なぜ四角か


「尹さんはなぜ四角にこだわるのか?」と訊かれることがある。


25年前に、四角い形をした「そこに在るもの」を作り始めた時には、「どこにでもある四角い形が気になるから」以上の言葉がなかったが、その後、自分なりに四角の意味を考えるようになった。
 


修DSCN5180
「そこに在るもの」 2011
  展示風景
   




  ◯


丸や三角形や六角形は、自然界で頻繁にみられる形だ。
空には丸い月が昇り、水面の波紋は同心円に広がる。
こぼれた砂は三角に積み上がり、蜂は六角形を重ねて巣を作る。
ところが、四角は自然界に存在はしない。

(唯一の例外は、黄鉄鉱の結晶だが、これも、結晶同士が相関しながら増えて行くので、平らな6面が90℃に交わる四角は、やはり存在しないと、ロンドンのミネラルギャラリーの主人から聞いたことがある。)

だから、自然界に四角いものが在ったとすると、それが何であるかよりもまず、人がそれを作ったということを読みとりたい。

人類がその発生から、どうやって四角に行きついたのか、正確にはわからない。
四角形を作るのは、円形や三角形や六角形よりも、自然の摂理に逆らう困難さを伴うので、人為や作為といった工夫が必要だ。それでも人は、ある時点で、四角がもつ合理的な便利さを見つけて、相似的な拡大や縮小、組み合わせの明快さを採用し続けてきた。
それは発明とさえ言えるかもしれない。

その便利さは、人の心と頭にも働きかけて、比較や関係の概念だけでなく、人の内面にこの世界を作った。
ここがどんな世界か、どうやって生きるか。そして、自分の生き方を、人との繋がり方を、集団のルールを作った。目に見えるものや、見えないもの、頭の中や心の中にあるものを作っては、四角い箱を積み上げるように、重ねてきた。

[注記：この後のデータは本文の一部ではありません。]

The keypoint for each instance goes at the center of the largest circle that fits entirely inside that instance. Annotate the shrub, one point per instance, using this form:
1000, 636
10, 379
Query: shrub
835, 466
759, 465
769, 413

世の中を、この営みの蓄積として眺める時、人が何かを作ろうとする意思、生きようとする意思のひたむきさを感じてしまう。
四角はそんな健気な営みを象徴していると思えてならない。


私達の暮らしはこの営みのなかにある。
目に見える四角い形にあふれた環境のなかで、目に見えない作られたものに囲まれて暮らしている。

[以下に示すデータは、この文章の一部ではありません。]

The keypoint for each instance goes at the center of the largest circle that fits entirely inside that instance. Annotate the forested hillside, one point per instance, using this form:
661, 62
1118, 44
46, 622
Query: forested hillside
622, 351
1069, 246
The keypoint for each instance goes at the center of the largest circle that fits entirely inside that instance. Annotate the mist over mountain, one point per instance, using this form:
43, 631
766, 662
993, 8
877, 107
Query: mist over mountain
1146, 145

この数万年間にわたる人間の作る蓄積のおかげで、私たちは毎日を安楽で合理的に過ごせるようになった。その反面、四角いものに囲まれて、作ったものに規定されて、息苦しさも感じている。自分で自分を縛ってしまうように。
面倒なルールがあっても、四角い部屋が時に息苦しくても、街に暮らしたいと思う。と同時に、手つかずの自然の中での暮らしも夢見る。矛盾の営み。

Love and Hate.

四角には、愛と憎しみが、そのまま同居している。
その矛盾こそが人間であり、その矛盾を越えようとすることもまた、人間であろう。
柔らかい粘土を使って「そこに在るもの」を四角く作ろうとすることは、人の矛盾の営みをそのまま作品に込めることである。
作ろうとしたことと、出来上がってしまった結果を受け入れることとの間で、LoveとHateの割合は、だからいつも揺れ動いている。
作る度ごとに、置かれる場所ごとに、見る人ごとに、共振しながら、明滅しながら。

修正DSCN5189
  「そこに在るもの」 2011
    展示 風景
    


 ◯ ◯

「そこに在るもの」は、四角い固まりのように見えるが、焼き物なので中空だ。ヒモ状の粘土を壁のように積み上げながら、箱状に作っていく。
しかし、柔らかい粘土は、四角い形を正確にとどめない。
それに、一度決めた形も、乾きながら収縮や変形をしていく。ひびが入ることさえある。もちろん窯の中で焼く時にも収縮と変形は避けられない。
四角は焼き物で作るには、あまり向いていないかたちなのだ。

四角を作ることの矛盾。

そんな矛盾の営みではあるが、実際に四角を作る時には、手が細かに働きかけ続けて、粘土が成りたがる形を、私が作りたい形に導いて行く。
 Loveとhateを、騙し騙し。
人が手で作るということは、頭で考えるよりも、遥かに細かな肌理で問題を解決するようだ。

私は、あえて道具を使わず、矛盾を梃の支点にして、手だけでどこにでも、当たり前にある四角をつくる。そして、その四角をありふれた四角い環境の中にそっと置いて見る。「ものが、在るように在る、人が、いるようにいる。」そのままに。
人が生きること、そのためにものを作ることへの敬意を込めて。と同時に、生のもつ豊かさへの期待を込めて。